David Schultz Analyzes in ARM Compliance Digest: Judge Denies MTD in FCRA Case on Failure to State a Claim
In the November 30, 2020 edition of the ARM Compliance Digest, Hinshaw partner David Schultz discusses a Florida decision in which the judge denied a defendant’s motion to dismiss after it was sued for allegedly violating the Fair Credit Reporting Act, ruling that the plaintiff met the threshold for stating a claim by saying that the furnisher failed to conduct a reasonable investigation after it was notified by a credit reporting agency that a dispute had been filed:
Harris v Equifax presents an unusual factual scenario and one that could represent a "set-up" claim. Plaintiff had a tradeline with a "dispute" notation. She either disputed it earlier or it was an errant notation. She provided a written request to the credit bureaus to remove the dispute notation. The furnisher, however, verified the information as accurate. Plaintiff filed an FCRA suit, claiming that the bureaus and furnisher did not conduct a reasonable investigation. The court denied the furnisher’s motion to dismiss.

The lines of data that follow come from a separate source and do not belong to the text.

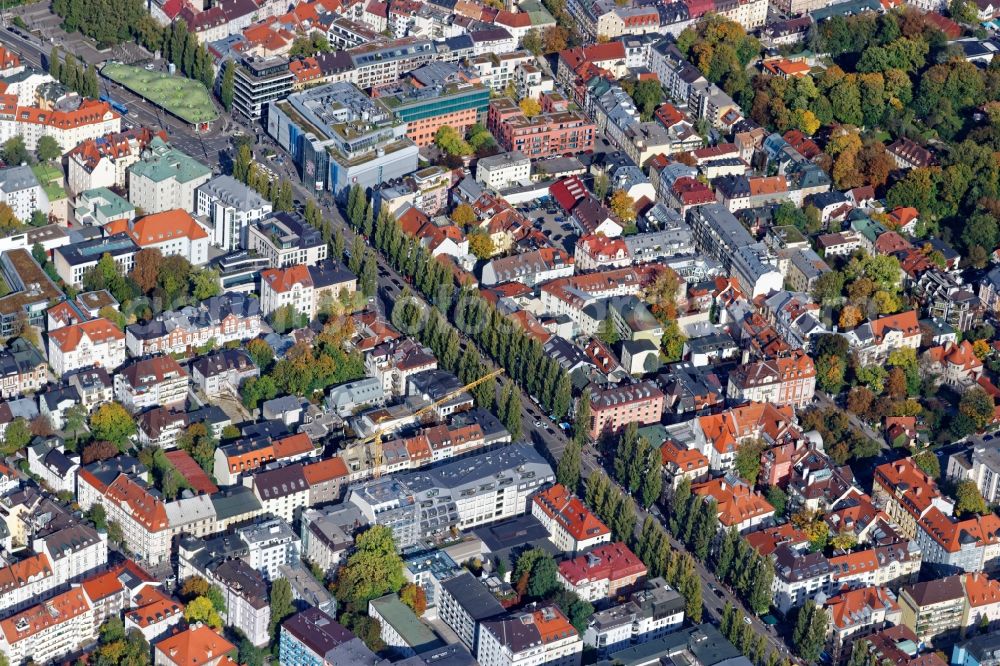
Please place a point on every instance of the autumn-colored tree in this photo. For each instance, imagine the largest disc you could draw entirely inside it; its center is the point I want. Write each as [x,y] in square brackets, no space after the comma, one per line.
[555,39]
[101,450]
[860,400]
[895,384]
[193,587]
[623,206]
[146,270]
[113,423]
[464,216]
[413,595]
[850,317]
[481,245]
[530,107]
[201,609]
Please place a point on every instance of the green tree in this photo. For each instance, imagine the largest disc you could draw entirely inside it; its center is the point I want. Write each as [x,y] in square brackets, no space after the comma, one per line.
[777,498]
[536,573]
[48,149]
[242,162]
[928,462]
[373,569]
[55,63]
[227,86]
[451,142]
[202,610]
[16,436]
[205,283]
[809,635]
[14,151]
[261,353]
[115,533]
[652,481]
[568,469]
[747,461]
[113,423]
[968,499]
[977,405]
[281,604]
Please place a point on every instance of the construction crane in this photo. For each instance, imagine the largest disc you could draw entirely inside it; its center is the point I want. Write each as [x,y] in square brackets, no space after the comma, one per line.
[376,438]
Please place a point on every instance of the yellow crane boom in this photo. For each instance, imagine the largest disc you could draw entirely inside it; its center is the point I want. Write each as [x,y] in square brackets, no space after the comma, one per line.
[376,437]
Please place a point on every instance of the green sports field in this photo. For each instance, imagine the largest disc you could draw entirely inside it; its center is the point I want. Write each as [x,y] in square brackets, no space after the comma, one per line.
[182,97]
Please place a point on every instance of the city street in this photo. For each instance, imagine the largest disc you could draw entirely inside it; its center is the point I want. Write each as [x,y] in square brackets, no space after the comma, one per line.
[547,435]
[205,146]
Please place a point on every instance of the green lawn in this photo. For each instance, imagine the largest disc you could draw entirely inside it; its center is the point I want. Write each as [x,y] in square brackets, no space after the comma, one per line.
[182,97]
[50,178]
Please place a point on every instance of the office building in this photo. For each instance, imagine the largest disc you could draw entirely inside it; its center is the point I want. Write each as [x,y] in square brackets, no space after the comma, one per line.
[339,137]
[258,81]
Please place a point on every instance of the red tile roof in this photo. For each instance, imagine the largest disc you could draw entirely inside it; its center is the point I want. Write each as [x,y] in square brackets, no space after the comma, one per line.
[284,279]
[196,477]
[736,502]
[98,331]
[570,513]
[165,226]
[610,561]
[55,611]
[195,646]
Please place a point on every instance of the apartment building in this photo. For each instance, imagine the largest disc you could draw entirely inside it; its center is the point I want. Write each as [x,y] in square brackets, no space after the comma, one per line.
[465,604]
[786,380]
[873,340]
[533,636]
[271,544]
[933,609]
[172,232]
[103,161]
[165,178]
[603,572]
[615,407]
[474,490]
[306,289]
[395,361]
[73,261]
[50,630]
[649,614]
[856,613]
[285,239]
[572,527]
[20,189]
[229,317]
[283,492]
[22,369]
[151,382]
[528,268]
[68,126]
[142,515]
[426,190]
[554,132]
[907,493]
[719,234]
[96,342]
[339,137]
[245,592]
[739,506]
[313,638]
[230,207]
[953,545]
[223,372]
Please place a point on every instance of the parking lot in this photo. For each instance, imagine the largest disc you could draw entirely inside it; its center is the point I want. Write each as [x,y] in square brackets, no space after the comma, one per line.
[552,221]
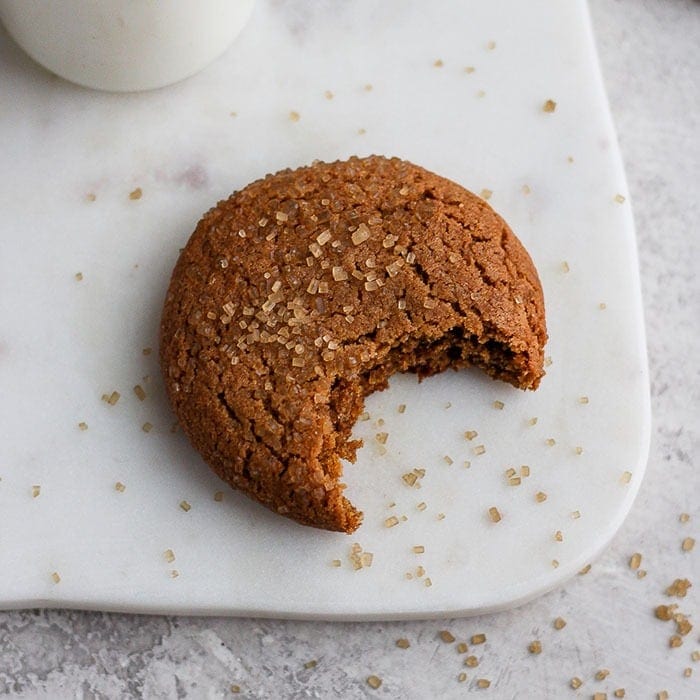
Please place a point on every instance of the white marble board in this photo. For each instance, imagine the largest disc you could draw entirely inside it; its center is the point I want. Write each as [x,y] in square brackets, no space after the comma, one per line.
[363,78]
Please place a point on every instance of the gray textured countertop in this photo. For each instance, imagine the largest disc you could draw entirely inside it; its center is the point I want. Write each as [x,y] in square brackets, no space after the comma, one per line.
[651,62]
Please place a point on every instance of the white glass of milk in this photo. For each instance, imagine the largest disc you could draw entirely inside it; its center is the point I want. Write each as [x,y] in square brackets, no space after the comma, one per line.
[124,45]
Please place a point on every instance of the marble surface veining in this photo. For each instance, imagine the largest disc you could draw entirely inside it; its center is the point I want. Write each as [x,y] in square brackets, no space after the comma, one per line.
[650,62]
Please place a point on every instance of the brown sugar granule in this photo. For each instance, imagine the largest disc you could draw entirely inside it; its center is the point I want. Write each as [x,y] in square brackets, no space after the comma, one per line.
[374,681]
[679,588]
[665,612]
[683,624]
[112,398]
[269,395]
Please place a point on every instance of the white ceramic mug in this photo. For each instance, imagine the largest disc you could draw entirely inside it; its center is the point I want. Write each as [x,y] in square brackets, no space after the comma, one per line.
[124,45]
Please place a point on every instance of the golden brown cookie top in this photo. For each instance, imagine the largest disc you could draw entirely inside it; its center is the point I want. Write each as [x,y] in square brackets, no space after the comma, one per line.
[304,291]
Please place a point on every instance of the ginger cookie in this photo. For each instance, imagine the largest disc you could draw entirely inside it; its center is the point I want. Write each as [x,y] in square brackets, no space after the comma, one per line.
[304,292]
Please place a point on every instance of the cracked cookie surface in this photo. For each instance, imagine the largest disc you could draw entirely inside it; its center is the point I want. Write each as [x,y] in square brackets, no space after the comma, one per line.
[305,291]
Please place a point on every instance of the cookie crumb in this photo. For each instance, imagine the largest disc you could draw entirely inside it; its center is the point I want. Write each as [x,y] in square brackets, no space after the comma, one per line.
[679,588]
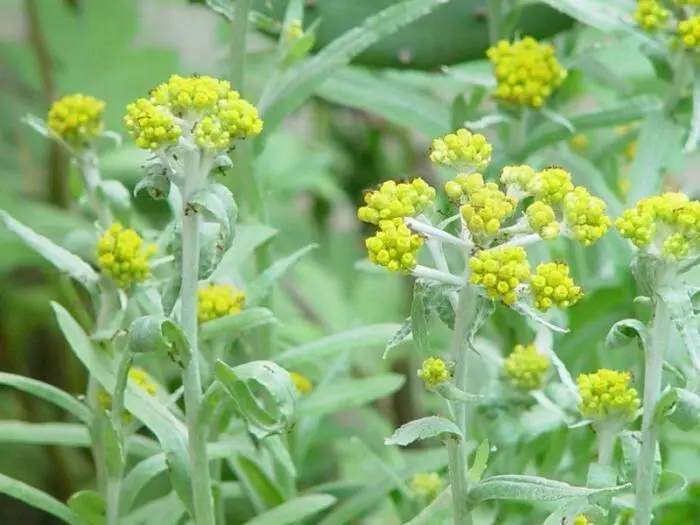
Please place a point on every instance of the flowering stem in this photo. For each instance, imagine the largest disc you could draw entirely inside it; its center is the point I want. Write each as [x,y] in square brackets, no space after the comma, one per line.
[653,366]
[197,442]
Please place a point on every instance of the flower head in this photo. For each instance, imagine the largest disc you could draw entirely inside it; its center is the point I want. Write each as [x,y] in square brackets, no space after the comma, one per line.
[462,150]
[552,286]
[527,72]
[500,271]
[606,394]
[586,216]
[394,246]
[526,368]
[434,371]
[394,200]
[123,256]
[218,300]
[76,119]
[203,109]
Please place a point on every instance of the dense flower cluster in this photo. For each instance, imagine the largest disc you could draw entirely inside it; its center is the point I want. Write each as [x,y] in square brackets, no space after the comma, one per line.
[525,368]
[606,394]
[123,256]
[394,246]
[500,271]
[668,225]
[462,150]
[527,72]
[434,371]
[76,119]
[218,300]
[203,108]
[394,200]
[551,286]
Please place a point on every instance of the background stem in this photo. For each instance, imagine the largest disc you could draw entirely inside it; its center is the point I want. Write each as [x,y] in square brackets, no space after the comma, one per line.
[650,432]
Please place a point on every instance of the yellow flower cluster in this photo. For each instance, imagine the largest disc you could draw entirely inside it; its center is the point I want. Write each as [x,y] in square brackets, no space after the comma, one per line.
[485,206]
[462,150]
[301,382]
[394,200]
[586,216]
[214,114]
[500,271]
[552,286]
[527,72]
[218,300]
[123,256]
[669,223]
[606,394]
[394,246]
[434,371]
[689,32]
[76,119]
[543,220]
[651,15]
[526,368]
[426,485]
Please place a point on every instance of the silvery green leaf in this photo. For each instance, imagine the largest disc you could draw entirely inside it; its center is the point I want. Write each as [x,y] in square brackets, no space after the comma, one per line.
[424,428]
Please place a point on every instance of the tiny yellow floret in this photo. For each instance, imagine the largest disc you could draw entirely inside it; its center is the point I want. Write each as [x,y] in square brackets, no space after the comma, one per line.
[123,256]
[218,300]
[527,72]
[525,368]
[606,394]
[76,119]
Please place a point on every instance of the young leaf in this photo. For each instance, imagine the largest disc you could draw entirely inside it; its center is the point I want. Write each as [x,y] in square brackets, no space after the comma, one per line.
[294,87]
[157,333]
[89,505]
[424,428]
[333,345]
[349,393]
[231,326]
[48,393]
[61,258]
[263,284]
[35,498]
[294,511]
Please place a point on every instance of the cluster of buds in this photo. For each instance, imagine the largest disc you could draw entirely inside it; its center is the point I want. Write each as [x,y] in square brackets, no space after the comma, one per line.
[218,300]
[123,256]
[527,72]
[667,225]
[525,368]
[606,395]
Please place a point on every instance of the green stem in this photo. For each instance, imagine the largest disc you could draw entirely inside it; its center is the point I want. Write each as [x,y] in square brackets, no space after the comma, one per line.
[653,367]
[197,440]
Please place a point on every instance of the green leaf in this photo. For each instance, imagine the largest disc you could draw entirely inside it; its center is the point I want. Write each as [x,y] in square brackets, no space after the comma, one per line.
[157,333]
[37,499]
[263,284]
[61,258]
[680,310]
[89,505]
[388,98]
[231,326]
[262,419]
[294,511]
[299,83]
[659,138]
[617,114]
[348,393]
[171,432]
[625,332]
[531,488]
[261,489]
[333,345]
[48,393]
[424,428]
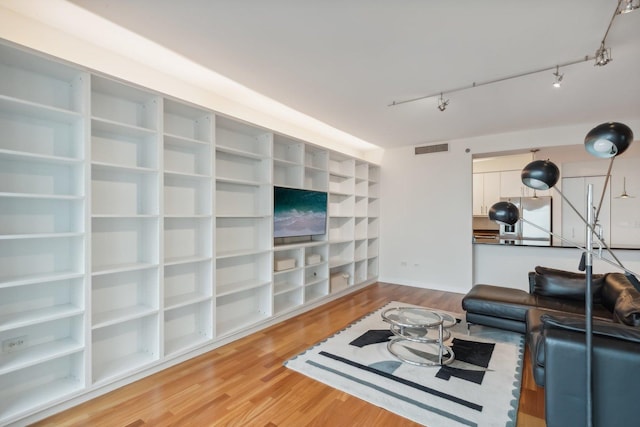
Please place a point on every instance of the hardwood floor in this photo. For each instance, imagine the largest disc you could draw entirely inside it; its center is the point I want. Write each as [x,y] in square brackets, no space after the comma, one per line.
[245,383]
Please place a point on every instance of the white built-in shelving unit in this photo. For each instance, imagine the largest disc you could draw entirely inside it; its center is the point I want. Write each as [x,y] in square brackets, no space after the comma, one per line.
[136,231]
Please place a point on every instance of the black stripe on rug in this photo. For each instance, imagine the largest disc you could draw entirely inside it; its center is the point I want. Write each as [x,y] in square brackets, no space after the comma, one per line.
[408,383]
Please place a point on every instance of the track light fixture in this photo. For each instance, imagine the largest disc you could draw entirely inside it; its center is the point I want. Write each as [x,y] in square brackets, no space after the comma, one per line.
[558,76]
[442,104]
[603,56]
[627,6]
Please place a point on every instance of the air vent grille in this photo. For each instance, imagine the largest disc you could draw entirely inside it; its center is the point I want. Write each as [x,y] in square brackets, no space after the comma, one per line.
[428,149]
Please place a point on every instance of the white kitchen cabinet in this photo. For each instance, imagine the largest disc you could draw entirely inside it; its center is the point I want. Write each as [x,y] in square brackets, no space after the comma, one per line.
[486,191]
[575,189]
[511,186]
[136,230]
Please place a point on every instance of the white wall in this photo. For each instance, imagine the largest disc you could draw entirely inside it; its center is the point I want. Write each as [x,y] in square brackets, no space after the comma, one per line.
[68,32]
[426,216]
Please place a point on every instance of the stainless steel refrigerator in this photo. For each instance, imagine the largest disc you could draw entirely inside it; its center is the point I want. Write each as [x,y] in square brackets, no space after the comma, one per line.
[536,210]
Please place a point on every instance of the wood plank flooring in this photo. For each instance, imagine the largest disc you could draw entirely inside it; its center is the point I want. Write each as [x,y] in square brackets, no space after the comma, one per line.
[245,383]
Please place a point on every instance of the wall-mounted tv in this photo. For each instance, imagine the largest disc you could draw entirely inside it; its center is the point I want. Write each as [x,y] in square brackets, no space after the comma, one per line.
[298,212]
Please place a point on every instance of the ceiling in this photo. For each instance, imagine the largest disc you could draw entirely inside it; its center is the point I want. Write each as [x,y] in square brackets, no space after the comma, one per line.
[344,62]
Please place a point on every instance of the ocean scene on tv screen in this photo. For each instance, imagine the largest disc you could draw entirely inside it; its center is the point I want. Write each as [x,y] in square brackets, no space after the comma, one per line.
[299,212]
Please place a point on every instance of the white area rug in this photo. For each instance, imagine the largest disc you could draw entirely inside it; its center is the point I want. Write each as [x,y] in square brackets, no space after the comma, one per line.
[480,388]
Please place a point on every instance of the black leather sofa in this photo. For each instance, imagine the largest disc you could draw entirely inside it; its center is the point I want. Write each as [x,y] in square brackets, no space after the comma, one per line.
[551,315]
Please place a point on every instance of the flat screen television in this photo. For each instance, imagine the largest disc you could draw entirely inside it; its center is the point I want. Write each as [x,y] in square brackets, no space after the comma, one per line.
[298,213]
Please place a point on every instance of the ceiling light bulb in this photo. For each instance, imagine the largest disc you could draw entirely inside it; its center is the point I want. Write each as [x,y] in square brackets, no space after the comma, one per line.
[558,76]
[603,146]
[629,6]
[442,104]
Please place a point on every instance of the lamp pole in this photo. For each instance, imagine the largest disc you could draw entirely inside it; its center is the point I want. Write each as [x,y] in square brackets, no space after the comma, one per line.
[588,303]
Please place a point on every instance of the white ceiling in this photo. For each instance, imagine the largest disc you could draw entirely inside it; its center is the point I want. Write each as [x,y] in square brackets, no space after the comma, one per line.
[344,62]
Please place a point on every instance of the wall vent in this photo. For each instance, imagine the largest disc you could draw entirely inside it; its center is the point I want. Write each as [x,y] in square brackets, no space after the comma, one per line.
[428,149]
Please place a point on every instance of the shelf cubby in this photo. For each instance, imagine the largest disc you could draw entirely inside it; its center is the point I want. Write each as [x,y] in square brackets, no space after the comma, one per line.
[288,162]
[187,123]
[341,205]
[361,187]
[124,347]
[372,228]
[346,269]
[240,168]
[39,136]
[374,174]
[361,206]
[122,244]
[360,271]
[123,192]
[316,290]
[41,342]
[340,184]
[315,179]
[26,305]
[372,248]
[341,229]
[242,235]
[374,208]
[187,157]
[360,250]
[120,145]
[240,138]
[361,171]
[40,176]
[374,190]
[239,310]
[41,81]
[187,283]
[287,280]
[340,165]
[30,216]
[187,239]
[40,259]
[119,297]
[361,224]
[287,300]
[237,199]
[188,326]
[372,268]
[38,386]
[316,158]
[186,195]
[341,253]
[240,273]
[117,102]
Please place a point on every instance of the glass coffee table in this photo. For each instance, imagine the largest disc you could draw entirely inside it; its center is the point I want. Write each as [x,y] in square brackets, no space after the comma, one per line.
[420,335]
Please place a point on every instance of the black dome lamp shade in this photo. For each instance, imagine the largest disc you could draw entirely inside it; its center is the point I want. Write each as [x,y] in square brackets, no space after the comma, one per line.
[608,140]
[540,175]
[504,213]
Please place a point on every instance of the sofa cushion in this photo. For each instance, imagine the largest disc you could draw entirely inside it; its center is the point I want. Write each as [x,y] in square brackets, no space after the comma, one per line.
[496,301]
[550,282]
[614,285]
[627,308]
[599,327]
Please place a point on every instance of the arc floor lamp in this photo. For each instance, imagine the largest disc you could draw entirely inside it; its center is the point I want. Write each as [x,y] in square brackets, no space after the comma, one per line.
[607,140]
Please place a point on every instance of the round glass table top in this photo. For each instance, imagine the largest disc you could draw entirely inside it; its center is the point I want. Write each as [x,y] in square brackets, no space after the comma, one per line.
[417,317]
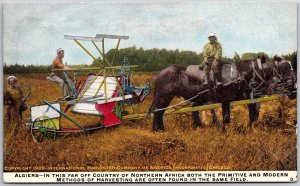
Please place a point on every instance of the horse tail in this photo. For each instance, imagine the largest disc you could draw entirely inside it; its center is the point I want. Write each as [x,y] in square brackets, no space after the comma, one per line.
[151,108]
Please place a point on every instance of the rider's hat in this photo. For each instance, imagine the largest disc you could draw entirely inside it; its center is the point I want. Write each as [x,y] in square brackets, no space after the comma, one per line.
[59,50]
[212,34]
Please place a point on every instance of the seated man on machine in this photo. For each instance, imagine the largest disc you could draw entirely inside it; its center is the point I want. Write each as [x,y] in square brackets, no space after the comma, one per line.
[60,76]
[212,54]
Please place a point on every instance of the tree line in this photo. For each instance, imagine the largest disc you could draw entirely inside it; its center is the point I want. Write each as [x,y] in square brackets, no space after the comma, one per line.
[147,60]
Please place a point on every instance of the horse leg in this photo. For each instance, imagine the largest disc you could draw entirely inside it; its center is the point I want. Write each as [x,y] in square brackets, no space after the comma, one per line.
[196,118]
[253,112]
[225,114]
[158,121]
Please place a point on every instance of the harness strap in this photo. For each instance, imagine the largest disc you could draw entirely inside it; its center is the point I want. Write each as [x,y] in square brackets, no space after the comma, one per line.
[256,73]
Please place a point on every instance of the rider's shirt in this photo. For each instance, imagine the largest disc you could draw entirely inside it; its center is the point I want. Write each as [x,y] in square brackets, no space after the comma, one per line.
[57,64]
[212,51]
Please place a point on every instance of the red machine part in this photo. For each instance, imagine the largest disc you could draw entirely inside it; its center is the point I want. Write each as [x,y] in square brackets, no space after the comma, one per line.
[109,118]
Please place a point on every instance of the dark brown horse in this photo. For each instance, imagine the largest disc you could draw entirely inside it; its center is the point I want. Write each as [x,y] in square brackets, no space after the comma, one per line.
[245,80]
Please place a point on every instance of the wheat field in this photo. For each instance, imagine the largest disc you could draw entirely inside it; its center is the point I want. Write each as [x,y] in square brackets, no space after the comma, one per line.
[270,144]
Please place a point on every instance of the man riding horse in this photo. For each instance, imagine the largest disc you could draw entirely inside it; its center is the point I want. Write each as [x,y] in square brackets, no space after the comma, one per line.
[212,54]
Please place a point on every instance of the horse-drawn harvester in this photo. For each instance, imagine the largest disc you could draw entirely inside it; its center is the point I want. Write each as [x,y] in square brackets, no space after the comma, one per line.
[105,94]
[110,91]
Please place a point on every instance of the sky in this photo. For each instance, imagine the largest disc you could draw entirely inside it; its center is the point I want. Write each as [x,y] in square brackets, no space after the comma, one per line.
[33,32]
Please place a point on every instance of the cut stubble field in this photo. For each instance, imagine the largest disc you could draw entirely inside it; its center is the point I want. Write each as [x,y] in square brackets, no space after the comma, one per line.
[270,144]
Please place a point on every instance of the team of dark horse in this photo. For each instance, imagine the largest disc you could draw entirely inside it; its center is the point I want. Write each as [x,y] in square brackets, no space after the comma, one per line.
[246,79]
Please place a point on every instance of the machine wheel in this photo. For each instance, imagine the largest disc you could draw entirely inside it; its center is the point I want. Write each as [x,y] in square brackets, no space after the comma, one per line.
[43,127]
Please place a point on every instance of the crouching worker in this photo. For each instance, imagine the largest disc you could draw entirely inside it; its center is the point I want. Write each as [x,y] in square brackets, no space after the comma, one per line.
[59,76]
[15,102]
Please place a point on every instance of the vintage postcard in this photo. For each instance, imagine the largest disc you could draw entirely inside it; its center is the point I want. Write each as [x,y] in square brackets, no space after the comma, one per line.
[150,92]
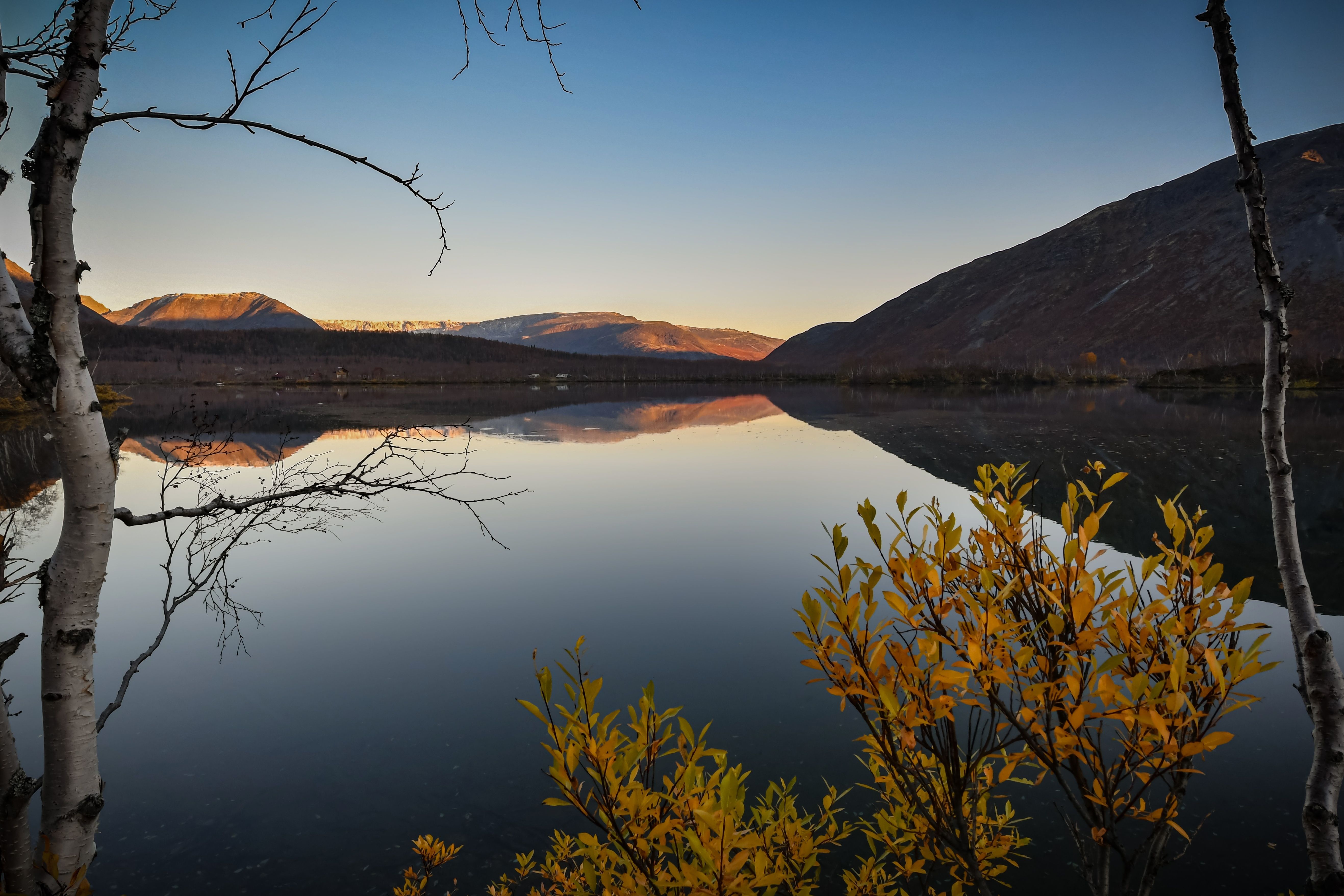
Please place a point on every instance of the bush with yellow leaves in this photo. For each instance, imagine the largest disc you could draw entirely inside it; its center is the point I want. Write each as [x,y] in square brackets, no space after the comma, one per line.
[974,659]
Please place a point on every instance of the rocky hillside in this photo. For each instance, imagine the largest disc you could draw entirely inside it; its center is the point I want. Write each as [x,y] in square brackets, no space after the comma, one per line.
[612,334]
[213,311]
[1162,277]
[392,327]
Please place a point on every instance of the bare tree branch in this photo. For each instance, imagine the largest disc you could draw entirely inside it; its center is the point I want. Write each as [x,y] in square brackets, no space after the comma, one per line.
[264,14]
[435,203]
[312,495]
[121,26]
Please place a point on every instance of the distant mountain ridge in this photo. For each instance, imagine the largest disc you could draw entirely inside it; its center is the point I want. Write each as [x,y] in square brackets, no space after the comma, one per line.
[213,311]
[613,334]
[390,327]
[1160,277]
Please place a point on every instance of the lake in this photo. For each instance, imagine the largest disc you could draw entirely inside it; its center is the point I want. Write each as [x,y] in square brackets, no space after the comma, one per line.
[673,527]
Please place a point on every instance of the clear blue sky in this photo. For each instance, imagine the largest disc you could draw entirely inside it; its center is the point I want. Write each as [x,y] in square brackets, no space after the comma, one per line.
[720,163]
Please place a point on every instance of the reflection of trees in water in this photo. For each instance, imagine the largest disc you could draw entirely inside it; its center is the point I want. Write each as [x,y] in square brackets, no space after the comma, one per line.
[28,465]
[1206,441]
[1209,442]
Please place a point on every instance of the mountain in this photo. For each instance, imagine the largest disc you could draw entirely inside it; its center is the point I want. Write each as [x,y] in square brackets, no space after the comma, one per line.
[1160,277]
[392,327]
[612,334]
[213,311]
[89,315]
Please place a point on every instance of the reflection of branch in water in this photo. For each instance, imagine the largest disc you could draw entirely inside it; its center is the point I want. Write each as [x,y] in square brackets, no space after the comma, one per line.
[311,495]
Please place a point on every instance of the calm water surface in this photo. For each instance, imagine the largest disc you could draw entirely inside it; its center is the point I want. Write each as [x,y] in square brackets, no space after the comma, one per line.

The case highlights the low threshold to plead a case in federal court and the difficulty in winning a motion to dismiss. The court said plaintiff only needs to plead: (1) defendant failed to conduct a proper dispute, (2) defendant failed to review the information available, and (3) she was damaged. The court held plaintiff alleged enough to state a claim but also questioned what damage was inflicted, saying that will be addressed at the summary judgment stage.
A takeaway from this case for furnishers is to be aware that consumers can seek to have a dispute removed. This could be overlooked because most of the disputes they receive seek to have a tradeline deleted or notated with a dispute. This case highlights an odd scenario of someone wanting a dispute removed.